Hello,
I’ve read these two rules of thumb, in different places over the internet but the context was not always clear:
a) the input impedance of a device should be greater (around 10x to 100x is common) than the output impedance of the circuit supplying the signal, to avoid overloading the source and weakening the signal too much.
b) when dealing with transmission lines, output and input impedances should be matched for best signal transmission
When is one or the other most relevant? Is it only a matter of frequency?
Thank you

A bit more context:
I have a signal coming from an optocoupler (a 6N137). I use a 1k pull-up resistor at the output. So the output impedance is 1k if I’m not mistaken.
The signal was originally a 9600 baud stream, on-off modulated over a 50 kHz sine carrier, which I have full wave rectified just before the optocoupler. I want to filter that with a RC filter, then pass it through a schmitt trigger inverter to recover the data.
How would you choose values for R and C ?I read on the Internet some conflicting advice:
c) “the RC constant of the filter should be much greater than the period of the carrier, but smaller than the message signal period”
d) “the RC constant should be smaller than the period of the carrier”
I played around with LTSpice (I’m not very good a it yet) and apparently choosing RC = 10µs = the period of the carrier seems a good compromise, for example 10k/1n, 1k/10n, etc.
according to a) I should use say R=10k and C=1n.
I breadboarded all that, including the bridge rectifier (4*1N4148), the optocoupler, the filter and two stages of a 74HC14 for final cleaning. The signal then goes to a USB to serial adapter so I can see the decoded data in Realterm.
I was looking at the signal at the output of the filter with an oscilloscope and at the same time I kept an eye on the error status lights in Realterm.
With 10k/1n I found that it was really hard to adjust R to get reliable transmission, Realterm kept saying “framing error” or “checksum error” and if I moved an eyelash too fast, the connection would break.
On the other hand, with 1k/10n, the transmission was perfect. And it was much more tolerant of resistor variation; using the same 10n cap I got good results with any resistor, from very low values to 1k5.
on the scope "screenshots" 0V is the line at the bottom of the screen, it is set to 1V/div.
With 8k2 (or 10k) and 1n, the signal has ripple up to about 2.5 volts, which is about the same as the positive-going threshold voltage of the 74HC14, giving false positives and corresponding to what I’ve seen in Realterm. On the other hand, with 1k/10n the signal is cleaner and the ripple stays below 2 volts and everything is fine.

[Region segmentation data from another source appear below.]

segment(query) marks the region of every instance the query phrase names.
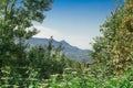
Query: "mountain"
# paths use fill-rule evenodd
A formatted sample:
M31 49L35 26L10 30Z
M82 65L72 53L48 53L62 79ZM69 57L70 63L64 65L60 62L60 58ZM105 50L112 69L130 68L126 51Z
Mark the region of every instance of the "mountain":
M37 38L37 37L31 37L27 41L27 43L29 43L30 45L48 45L49 44L49 38ZM53 45L54 47L58 47L60 44L62 44L62 46L64 47L63 50L63 54L65 54L69 58L71 59L75 59L79 62L91 62L90 57L89 57L89 50L81 50L76 46L72 46L69 43L66 43L65 41L55 41L53 40Z

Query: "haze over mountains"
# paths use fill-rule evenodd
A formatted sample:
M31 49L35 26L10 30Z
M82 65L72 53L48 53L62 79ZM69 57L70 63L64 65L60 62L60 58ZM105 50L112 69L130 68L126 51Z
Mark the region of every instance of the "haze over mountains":
M27 43L33 46L39 46L39 45L44 46L49 44L49 38L31 37L27 41ZM62 44L62 46L64 47L64 50L62 51L63 54L66 55L71 59L75 59L75 61L83 62L83 63L91 62L89 57L89 52L90 52L89 50L81 50L76 46L72 46L65 41L58 42L53 40L52 43L55 47Z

Some may say “well if you found OK values, go on, why bothering?” and they’d be quite right; but I would like to understand better what I observed.

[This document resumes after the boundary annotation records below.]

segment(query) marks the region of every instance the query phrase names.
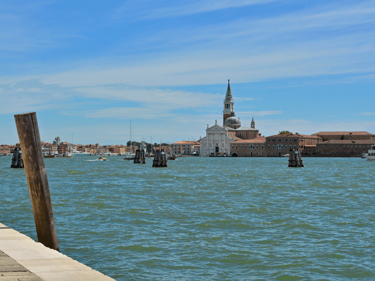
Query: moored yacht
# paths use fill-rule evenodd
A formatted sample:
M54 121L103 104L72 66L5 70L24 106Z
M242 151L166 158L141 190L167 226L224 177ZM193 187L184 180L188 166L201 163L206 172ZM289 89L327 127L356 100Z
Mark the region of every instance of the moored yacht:
M369 149L368 153L364 155L364 158L368 161L375 161L375 145L371 145L371 149Z

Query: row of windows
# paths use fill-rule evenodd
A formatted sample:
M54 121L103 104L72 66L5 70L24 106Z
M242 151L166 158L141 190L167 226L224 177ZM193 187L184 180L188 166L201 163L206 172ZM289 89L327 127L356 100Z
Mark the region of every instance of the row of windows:
M283 148L284 148L284 145L281 145L281 144L278 145L277 146L278 149L282 149ZM271 146L270 145L268 145L268 149L269 149L270 148L270 146ZM254 146L254 145L253 145L252 144L251 144L251 145L250 145L249 146L249 149L253 149L254 148L255 148L255 147L256 147L256 149L258 149L258 145ZM233 149L234 148L234 145L232 145L232 149ZM238 148L238 145L236 145L236 149L237 149ZM263 149L263 148L264 148L264 146L262 145L262 149ZM272 148L273 149L275 149L275 146L274 146L274 145L272 146ZM289 148L290 149L291 149L292 148L291 145L289 146ZM296 145L294 145L294 148L297 148L297 146ZM240 149L242 149L242 145L240 145ZM248 146L247 145L245 145L245 149L248 149ZM288 149L288 145L285 145L285 149Z
M270 141L270 139L268 139L268 141ZM272 141L273 142L274 142L274 141L275 141L275 139L272 139ZM288 139L285 139L285 141L286 142L287 142L288 141ZM279 141L281 142L281 139L279 139ZM291 142L292 141L292 139L289 139L289 141L290 142ZM294 141L295 142L297 142L297 139L294 139Z
M353 146L354 145L352 145L352 146L351 146L351 147L353 147ZM356 148L357 147L357 145L356 145ZM334 147L334 146L333 145L332 145L332 147ZM345 147L345 145L344 144L344 147ZM366 146L366 145L362 145L362 146L363 147L363 148L365 148L365 147ZM324 147L324 145L322 145L322 147ZM331 145L330 145L329 147L331 147ZM336 147L339 147L339 146L338 145L336 144ZM346 147L350 147L350 145L346 145ZM359 145L359 147L361 147L361 145ZM369 148L369 146L368 145L367 146L367 148Z
M268 152L268 154L270 154L270 152ZM256 153L255 153L255 154L256 154L257 155L258 155L258 152L256 152ZM263 152L262 152L262 155L263 155ZM273 154L274 154L274 153L273 153ZM242 155L242 152L241 152L241 155ZM248 155L248 152L245 152L245 155Z
M356 152L356 154L358 154L358 152L357 151L356 151L355 152ZM362 153L364 153L364 151L363 151ZM334 151L332 151L332 154L335 154L334 153ZM336 151L336 154L339 154L339 152L338 151ZM328 152L322 152L322 154L328 154ZM348 154L350 154L350 151L348 151Z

Any comments or explanations (or links to useful pages that I surely missed!) would be greatly appreciated. And also:
- when is it OK,and not OK, to refer to rules of thumb a, b, c and d
- with 1k and 10n the input impedance of the filter is about 2,6kOhms. Should I increase the value of the pull-up resistor to have a perfect match ? (I didn’t try yet because I was expecting rule a) to apply)
Thank you